Watch out for China -- Rich Nelson
It is generally thought that the December report does not make much of a wave in the markets. For once, things turned out as expected.
USDA raised corn carryout slightly to 832 million bushels. This is 5 million bushels more than the number they put out in November. Of all places, this increase to carryout came from raising corn imports 5 million bushels. That takes a very small number on the balance sheet and increases it slightly. Imports were 10 million in the last report and are now 15.
All other numbers were left alone. With the large amount of traders still bullish this market, it was able to come back from a lower start to actually finish in the green. Obviously, the next main factor to watch out for will be China, over the weekend. But, today showed that beans and wheat are more affected by China than corn looks to be. That makes good sense when you look at the graph below showing how much corn China buys from the US over the last 15 years. As it shows, last year they bought 1.5 million tonnes which is about 60 million bushels.
In the grand scale, that is not an overly impressive number and is also the most we have seen in over 10 years. Keep this in mind when talk about China’s economy is circulated.
It may affect other markets greatly. But, the largest affect on corn would simply be to follow other markets and not be a significant change to the corn carryout. This helps to explain corn strength today when other markets were weak and will continue to function this way through additional China talk.

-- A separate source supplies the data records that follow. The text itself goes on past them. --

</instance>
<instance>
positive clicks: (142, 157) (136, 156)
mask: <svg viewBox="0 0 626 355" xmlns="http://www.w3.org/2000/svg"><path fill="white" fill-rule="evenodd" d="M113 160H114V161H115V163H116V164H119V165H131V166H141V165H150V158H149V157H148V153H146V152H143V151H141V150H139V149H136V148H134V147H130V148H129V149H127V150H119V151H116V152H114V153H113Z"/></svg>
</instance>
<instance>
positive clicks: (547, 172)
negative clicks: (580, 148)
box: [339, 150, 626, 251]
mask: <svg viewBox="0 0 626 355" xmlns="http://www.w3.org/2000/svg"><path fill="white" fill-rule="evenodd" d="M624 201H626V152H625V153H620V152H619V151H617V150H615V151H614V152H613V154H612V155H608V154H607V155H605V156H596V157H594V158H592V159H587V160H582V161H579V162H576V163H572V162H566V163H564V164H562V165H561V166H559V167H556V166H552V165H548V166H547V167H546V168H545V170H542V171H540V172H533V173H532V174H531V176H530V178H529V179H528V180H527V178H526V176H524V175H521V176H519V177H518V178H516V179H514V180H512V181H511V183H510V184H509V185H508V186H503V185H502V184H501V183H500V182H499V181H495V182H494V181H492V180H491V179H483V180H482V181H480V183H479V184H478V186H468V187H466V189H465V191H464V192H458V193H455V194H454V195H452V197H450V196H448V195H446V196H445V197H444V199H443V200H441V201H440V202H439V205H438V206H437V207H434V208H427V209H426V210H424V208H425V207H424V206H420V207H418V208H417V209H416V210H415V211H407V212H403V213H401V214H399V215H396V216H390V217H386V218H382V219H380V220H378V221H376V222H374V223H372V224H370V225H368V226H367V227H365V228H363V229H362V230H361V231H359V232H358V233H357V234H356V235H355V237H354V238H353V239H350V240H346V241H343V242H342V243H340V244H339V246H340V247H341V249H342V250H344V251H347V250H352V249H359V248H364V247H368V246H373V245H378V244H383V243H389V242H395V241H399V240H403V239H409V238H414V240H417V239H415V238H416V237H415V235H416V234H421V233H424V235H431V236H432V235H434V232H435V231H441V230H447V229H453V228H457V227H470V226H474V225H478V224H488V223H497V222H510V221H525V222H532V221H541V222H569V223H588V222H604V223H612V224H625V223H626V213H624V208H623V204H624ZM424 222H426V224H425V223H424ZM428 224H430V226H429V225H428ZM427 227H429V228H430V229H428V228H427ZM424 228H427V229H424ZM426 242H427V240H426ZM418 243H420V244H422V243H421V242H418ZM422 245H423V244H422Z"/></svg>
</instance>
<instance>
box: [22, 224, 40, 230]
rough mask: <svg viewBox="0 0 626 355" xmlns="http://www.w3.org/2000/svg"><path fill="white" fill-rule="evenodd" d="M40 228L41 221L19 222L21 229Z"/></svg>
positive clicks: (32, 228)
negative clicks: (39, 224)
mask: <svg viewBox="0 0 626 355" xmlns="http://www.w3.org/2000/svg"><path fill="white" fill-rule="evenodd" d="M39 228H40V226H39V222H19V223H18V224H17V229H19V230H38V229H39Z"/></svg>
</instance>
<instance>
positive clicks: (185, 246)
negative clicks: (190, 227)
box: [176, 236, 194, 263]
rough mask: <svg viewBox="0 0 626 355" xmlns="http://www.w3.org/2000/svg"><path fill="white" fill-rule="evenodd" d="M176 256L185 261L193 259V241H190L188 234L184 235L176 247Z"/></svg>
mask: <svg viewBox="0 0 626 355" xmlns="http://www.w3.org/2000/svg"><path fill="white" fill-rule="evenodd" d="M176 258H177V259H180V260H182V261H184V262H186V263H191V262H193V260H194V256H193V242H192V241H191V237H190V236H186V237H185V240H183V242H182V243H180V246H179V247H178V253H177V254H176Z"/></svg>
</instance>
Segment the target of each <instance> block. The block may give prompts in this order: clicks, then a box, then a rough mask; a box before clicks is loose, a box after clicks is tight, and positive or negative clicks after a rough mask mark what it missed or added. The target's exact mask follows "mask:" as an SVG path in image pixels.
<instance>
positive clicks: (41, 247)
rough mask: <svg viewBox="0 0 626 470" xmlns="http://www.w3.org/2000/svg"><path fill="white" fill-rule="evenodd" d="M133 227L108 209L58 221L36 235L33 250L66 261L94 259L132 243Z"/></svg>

Direction: A good strong close on a somewhat bearish report shows that corn can continue its slightly higher trend. There may be some reaction to China’s raising interest rates but it would most likely come from following beans rather than any changes in the underlying bullish carryout number. We should look for the recent trend to continue with a couple speed bumps along the way…Ryan Ettner
· (12/10) Stand aside.
Fundamental Support: Thursday night, a chart of forecasted low temps was posted. It was done to put a visual of the conditions producers are looking at on Sunday and Monday. Often at very cold temperatures producers will not want to turn the hog barn into an icehouse during loading. Another issue is the basic action of fighting hogs out the open door and up into the loading chute. Along with cold temps there will be snow. Five to ten inches will fall in the far northern Corn Belt. Heavy snows, on unplowed country roads, are an issue not just with hog deliveries but for packing plant employees.